Department of Justice Recommends Dismissing "Meritless" Whistleblower Cases

A January 10th memo released by the Department of Justice states that attorneys should consider dismissing “meritless” and “parasitic” whistleblower cases filed under the False Claims Act (FCA). The FCA allows citizens to sue on the government’s behalf, should they report evidence of waste, fraud, or abuse of taxpayer dollars. Whistleblowers (called “relators” in this context), who file qui tam lawsuits under the FCA, are eligible to receive monetary rewards from the funds recovered.

This new position marks a significant change in thinking about the FCA, and could potentially depress whistleblower cases.

According to a DOJ press release, $3.7 billion in FCA settlements and judgements were recovered in 2017. $3.4 billion of the recovered monies can be attributed to whistleblower-initiated cases, and $392 million were given as rewards to relators. There are now around 600 new whistleblower cases annually.

The memo outlines seven reasons that an attorney might decide to dismiss an FCA case. These include: if the case is based on “frivolous” allegations or unsound legal theory; duplicative cases; if it interferes with an agency’s policies or programs; to protect the Department’s litigation priorities; to safeguard classified information; if the opportunity cost is too high; or if the relator’s actions frustrate government investigation.

The memo also notes that the list is not exhaustive.

“This is a troubling sign and an indication of misplaced priorities,” says Stephen M. Kohn, Executive Director of the National Whistleblower Center. “The DOJ needs to spend more resources investigating and enforcing the law, not helping companies obtain dismissals of potentially valid cases.”

Although the memo points out some important considerations when deciding whether or not to litigate FCA cases, the subtext of the document is concerning. The more FCA cases are dismissed, the greater the chilling effect on qui tam relators. It is ultimately corporations that will reap benefits from this legal environment.

The U.S. Chamber Institute for Legal Reform’s statement that FCA is a “lucrative money machine” for lawyers and relators frames the narrative in a way that is problematic. It assumes rather cynically that the motives of whistleblower lawyers and relators is to pump money out of the government’s recovered funds, mirroring the DOJ’s language of “parasitic” lawsuits.

This view fails to recognize the enormous bravery of those who decide to blow the whistle, the sacrifices they make in stepping forward, and the integral role the FCA plays as a check on corporate power in America. It is a law that encourages transparency, good governance, and combats corruption. Putting a broad and blanket screening process on FCA cases will only serve to make rooting out fraud more difficult.
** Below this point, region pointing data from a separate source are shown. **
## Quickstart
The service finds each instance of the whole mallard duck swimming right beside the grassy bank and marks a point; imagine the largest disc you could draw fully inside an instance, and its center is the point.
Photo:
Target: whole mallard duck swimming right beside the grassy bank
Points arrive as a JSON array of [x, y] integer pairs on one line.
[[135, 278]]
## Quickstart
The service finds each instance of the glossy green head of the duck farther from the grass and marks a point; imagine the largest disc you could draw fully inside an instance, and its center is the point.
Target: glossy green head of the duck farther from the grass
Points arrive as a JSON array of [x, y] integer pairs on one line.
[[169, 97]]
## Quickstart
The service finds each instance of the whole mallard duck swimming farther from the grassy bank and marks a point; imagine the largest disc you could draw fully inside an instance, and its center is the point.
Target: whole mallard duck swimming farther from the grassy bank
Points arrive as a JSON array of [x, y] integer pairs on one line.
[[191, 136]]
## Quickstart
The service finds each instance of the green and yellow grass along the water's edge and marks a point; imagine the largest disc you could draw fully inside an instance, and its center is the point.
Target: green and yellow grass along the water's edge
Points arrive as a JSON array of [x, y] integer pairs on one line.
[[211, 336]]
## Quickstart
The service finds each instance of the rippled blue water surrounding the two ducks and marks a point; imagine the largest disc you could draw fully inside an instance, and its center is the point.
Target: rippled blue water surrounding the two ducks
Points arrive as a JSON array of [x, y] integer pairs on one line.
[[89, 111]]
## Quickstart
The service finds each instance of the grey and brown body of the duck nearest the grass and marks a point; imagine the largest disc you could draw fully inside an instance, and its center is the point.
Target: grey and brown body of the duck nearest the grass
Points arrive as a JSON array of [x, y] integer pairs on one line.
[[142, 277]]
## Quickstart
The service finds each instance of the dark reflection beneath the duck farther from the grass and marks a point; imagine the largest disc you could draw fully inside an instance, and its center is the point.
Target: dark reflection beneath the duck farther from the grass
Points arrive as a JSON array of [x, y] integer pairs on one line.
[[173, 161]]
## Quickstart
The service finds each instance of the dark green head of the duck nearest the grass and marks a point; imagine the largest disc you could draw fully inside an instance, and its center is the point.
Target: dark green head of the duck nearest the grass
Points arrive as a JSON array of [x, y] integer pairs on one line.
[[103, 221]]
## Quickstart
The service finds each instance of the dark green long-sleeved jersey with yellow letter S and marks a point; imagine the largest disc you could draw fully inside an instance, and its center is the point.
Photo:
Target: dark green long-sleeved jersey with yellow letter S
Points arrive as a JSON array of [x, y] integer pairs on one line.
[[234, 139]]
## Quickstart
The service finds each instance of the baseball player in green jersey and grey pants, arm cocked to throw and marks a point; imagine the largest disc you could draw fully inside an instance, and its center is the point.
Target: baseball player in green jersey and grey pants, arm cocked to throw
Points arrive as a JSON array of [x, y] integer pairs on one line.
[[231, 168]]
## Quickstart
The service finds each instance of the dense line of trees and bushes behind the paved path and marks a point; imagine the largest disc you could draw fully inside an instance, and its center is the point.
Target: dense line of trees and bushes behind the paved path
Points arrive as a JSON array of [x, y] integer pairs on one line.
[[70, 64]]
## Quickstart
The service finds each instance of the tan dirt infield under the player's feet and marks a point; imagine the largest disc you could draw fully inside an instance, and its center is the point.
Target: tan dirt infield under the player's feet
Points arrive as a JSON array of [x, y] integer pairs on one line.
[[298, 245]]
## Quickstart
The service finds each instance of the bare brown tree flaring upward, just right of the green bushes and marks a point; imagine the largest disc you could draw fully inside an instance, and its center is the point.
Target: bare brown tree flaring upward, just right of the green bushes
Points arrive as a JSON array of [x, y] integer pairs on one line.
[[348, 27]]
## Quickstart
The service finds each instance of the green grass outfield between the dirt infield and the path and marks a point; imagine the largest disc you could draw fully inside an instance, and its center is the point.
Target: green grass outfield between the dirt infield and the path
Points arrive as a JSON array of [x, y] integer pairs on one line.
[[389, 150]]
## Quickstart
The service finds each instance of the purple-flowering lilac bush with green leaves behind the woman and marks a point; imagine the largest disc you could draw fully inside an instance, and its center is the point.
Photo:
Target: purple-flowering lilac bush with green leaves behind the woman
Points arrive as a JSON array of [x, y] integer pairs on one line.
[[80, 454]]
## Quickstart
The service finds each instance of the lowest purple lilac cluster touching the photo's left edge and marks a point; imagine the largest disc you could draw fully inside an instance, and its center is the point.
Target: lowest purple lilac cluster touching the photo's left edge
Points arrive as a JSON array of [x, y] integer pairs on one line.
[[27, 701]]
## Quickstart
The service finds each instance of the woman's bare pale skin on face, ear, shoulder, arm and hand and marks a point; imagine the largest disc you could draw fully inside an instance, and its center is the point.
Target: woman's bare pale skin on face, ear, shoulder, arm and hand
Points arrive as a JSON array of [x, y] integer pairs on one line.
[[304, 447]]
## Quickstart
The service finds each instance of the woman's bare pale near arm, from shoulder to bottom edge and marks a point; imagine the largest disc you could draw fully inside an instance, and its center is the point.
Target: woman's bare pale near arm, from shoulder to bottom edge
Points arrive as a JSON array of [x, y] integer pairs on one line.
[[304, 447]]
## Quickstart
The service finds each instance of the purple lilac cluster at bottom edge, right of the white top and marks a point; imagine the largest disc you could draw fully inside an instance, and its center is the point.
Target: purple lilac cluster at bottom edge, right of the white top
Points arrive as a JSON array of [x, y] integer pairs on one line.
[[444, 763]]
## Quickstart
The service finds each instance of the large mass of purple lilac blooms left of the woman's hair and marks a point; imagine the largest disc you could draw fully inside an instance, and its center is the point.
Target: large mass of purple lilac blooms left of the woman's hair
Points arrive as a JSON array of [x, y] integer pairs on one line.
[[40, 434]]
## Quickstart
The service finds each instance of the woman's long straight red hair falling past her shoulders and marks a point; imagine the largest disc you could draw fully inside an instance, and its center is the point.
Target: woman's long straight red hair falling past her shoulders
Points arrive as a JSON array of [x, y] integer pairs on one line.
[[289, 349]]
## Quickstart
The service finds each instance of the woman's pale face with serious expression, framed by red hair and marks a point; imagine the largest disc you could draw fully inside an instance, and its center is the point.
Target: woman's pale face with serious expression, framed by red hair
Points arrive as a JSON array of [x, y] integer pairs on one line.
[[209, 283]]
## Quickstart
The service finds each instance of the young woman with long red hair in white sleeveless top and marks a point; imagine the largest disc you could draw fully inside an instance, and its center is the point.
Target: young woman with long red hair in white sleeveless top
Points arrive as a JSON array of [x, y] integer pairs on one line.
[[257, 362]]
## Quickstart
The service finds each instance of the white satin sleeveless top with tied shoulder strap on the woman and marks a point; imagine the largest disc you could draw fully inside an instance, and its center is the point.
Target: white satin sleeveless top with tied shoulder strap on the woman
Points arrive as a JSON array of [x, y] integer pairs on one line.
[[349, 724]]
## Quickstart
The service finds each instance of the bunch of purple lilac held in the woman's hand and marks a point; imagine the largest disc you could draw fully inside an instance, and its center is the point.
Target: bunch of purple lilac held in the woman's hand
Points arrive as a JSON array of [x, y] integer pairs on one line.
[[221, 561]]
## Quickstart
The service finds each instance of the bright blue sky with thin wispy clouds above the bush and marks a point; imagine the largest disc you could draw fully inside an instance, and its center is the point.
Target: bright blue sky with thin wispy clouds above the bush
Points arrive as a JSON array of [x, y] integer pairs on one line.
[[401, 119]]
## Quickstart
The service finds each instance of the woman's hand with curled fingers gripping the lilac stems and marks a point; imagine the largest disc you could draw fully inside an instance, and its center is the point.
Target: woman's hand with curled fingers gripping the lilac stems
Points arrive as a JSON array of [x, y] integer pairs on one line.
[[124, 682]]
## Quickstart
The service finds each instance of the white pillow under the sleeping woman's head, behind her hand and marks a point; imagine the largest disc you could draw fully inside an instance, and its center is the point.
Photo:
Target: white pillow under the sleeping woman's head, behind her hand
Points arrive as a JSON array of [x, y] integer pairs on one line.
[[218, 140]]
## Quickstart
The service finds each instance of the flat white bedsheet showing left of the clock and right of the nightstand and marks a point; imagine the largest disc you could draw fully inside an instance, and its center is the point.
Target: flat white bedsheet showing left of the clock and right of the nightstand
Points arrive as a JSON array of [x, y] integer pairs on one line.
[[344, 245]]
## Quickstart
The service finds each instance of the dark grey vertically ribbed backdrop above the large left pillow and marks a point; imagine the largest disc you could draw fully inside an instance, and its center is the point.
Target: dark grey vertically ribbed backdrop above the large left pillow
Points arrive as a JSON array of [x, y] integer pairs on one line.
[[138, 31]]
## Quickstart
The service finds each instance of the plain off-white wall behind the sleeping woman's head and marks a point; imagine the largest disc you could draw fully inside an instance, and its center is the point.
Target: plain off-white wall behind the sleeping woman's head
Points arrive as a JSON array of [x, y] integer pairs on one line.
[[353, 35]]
We must also remember that the real “parasitic” actors in these scenarios are the government contractors defrauding the government. The individual blowing the whistle is acting selflessly, not greedily.

Rewards are a crucial element of whistleblower law, working both as an incentive for those with information to come forward, and as compensation for the great sacrifices a relator makes. The FCA is one of the most powerful legal tools at our disposal for uncovering corporate fraud, and whistleblowers should continue to be encouraged and empowered. America has become one of the most successful countries at tracking and stopping fraud precisely because of the whistleblower rewards and protections in place.

A chilling effect on qui tam lawsuits is not a win for U.S. citizens or the government—only corporate interests.